Jewel Talk


When it comes to coloured gemstones, which are “Precious” and which are “Semi-precious”?

These are burning questions for many people who are gaining interest in coloured gemstones but lack the knowledge and understanding of them.

The past decade has seen a resurgence in the popularity of coloured gemstones. This is thanks to an increasing awareness, primarily through the internet and marketing. In addition, many developments have boosted consumers’ confidence in coloured gemstones via certification, industry transparency, and gemmological reports.

How did the term “Semi-precious” gemstones come about?

Did you know that coloured gemstones have been sought after for centuries? In the past, they were worn by many for their talismanic properties and were believed to be gifts from God. Emperors and Empresses wore them to cement their status. In the early days, only a few gemstones were appreciated and understood by nobles and royalties. These are such as Diamond, Emerald, Pearl, Blue Sapphire and Ruby; hence dubbed “Precious” gemstones. The demand for these “Precious” gemstones became much sought after for the reasons above. Those who were less informed looked up to what the rich and famous wore.

Despite the existence of many other gemstones during the same period, there was a lack of information on them. Hence, they were stigmatised as “Semi-precious” gemstones until today.

Were coloured gemstones often identified wrongly in the past?
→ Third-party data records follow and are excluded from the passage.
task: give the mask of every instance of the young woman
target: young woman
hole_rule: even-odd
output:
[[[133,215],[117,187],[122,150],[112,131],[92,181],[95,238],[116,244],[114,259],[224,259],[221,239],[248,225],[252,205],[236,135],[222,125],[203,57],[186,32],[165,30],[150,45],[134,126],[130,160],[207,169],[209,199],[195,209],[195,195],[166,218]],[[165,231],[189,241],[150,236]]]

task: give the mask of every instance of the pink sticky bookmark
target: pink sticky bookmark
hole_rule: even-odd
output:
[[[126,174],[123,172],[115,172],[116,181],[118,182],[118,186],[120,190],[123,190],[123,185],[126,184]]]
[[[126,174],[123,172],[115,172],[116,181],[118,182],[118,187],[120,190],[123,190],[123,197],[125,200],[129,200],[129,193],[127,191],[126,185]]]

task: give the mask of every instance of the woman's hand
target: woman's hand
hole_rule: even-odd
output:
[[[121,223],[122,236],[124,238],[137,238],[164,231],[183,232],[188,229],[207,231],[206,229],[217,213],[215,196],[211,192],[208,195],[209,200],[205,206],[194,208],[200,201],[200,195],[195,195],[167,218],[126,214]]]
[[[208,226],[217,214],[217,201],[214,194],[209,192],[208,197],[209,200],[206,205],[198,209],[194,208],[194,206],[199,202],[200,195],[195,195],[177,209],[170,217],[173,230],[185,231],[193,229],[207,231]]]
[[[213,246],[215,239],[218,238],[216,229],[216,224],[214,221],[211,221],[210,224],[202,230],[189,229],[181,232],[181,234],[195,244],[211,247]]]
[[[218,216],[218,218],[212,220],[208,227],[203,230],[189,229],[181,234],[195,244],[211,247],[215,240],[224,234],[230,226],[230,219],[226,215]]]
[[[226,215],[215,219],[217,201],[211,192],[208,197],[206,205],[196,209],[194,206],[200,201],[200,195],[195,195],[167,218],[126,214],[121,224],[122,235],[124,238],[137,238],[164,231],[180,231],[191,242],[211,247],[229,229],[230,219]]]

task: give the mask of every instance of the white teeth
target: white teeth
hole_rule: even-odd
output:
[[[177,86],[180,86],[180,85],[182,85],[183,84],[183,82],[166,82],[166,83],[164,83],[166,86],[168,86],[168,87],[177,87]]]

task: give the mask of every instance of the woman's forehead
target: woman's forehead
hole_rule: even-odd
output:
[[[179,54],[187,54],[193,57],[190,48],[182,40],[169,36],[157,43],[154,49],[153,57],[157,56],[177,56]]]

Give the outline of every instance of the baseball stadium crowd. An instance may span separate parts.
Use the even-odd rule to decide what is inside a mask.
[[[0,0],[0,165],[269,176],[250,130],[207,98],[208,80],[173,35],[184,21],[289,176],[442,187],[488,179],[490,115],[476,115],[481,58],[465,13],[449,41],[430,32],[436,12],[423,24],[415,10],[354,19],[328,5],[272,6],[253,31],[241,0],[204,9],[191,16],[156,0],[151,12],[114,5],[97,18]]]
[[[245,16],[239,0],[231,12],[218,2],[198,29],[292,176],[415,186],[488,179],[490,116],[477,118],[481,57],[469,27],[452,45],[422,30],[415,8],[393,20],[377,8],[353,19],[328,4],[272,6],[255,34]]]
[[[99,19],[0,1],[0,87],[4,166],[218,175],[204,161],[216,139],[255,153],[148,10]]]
The answer is yes. In one example, Red Spinel were often mistaken for Ruby because of their similar properties and occurrence in the same geological environment. If you have heard of the famous “Black Prince Ruby” mounted on the British Crown, well, that turned out to be a glowing red uncut Spinel.

How is this significant for gemstone collectors?

There is no defined line between what is “Precious” and “Semi-precious”. This categorization was an effect of demand cause by what people in the past only had information to. The rest of the unknown gemstones were quickly assumed to be of lesser value.

Tourmaline is a great example of what people thought were worthless and “Semi-precious”. Did you know that the Paraiba variety is actually a highly-coveted Tourmaline? A fine piece of Paraiba can command a higher value than a diamond of a similar size and there’s no guarantee you can even get your hands on one as it is so rare! Only one paraiba is mined for every 10,000 diamonds, and top quality large stones can cost up to $60,000 per carat.

With increasing knowledge and awareness on “Semi-precious” gemstones, the demand for them will continue to increase. You’ll discover many are rarer that what you thought were “Precious”. Choose and research wisely before calling a gemstone “Semi-precious”.